A cryptocurrency swap called Beaxy interrupted line trading on August 12th after a high volume of XRP (Ripple token) sales increased the price of tokens on the exchange:
The exchange corresponds to the suspension in a blog post, stating:
"We recently experienced unusual activities (low volume) on XRP-BTC. As a consequence and precaution, we are temporarily suspending all trading activities and withdrawals through exchange while we investigate ".
At the time of writing, the XRP negotiations are still suspended on the exchange.
On Twitter, Beaxy reported on the evening of August 12 that the incident occurred following a "XRP partial payment exploit":
The exchange also promises to return all the stolen funds and states that negotiations will remain, "frozen while we work to return to the previous state".
Some commentators in the Twitter thread accuse the exchange of not correcting an exploit identified some time ago.

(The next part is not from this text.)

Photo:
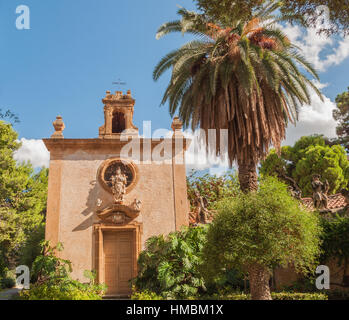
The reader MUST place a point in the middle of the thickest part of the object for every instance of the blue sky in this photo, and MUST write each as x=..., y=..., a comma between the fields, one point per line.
x=72, y=54
x=76, y=49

Others are questioning Beaxy's claims that other exchanges were also affected:
Second The block, shortly before the launch of Beaxy about two months ago, a member of the Beaxy team was subjected to SIM swap hacking.
In a SIM exchange attack, hackers in general "phishing" (solicit by deceptive emails) personal information from a targeted individual, then use that information to convince a telecommunications company to transfer control of the victim's phone to hackers.
Once this happens, hackers can often exploit many other information and / or access many sensitive accounts.
Regarding the SIM swap hack, said Artak Hamazaspyan, CEO of Beaxy The block:
"The incident we found was a SIM attack on a team member involving a fake ID and social engineering … As a result, our individual security practices have improved throughout the company . "
According to the outlet, the new cryptocurrency platforms enter a market already populated by 258 incumbents.
Rising exchanges must also cope with a dangerous amount of hacking activity performed by both private and state-sponsored attackers.
Security companies claim that state-sponsored hackers have targeted cryptocurrency exchanges for years after having partially shifted their efforts from attacks on banks in developing countries.
An anonymous source recently said Crowdfund Insider that his bank is rejecting 300 cyber attacks a day.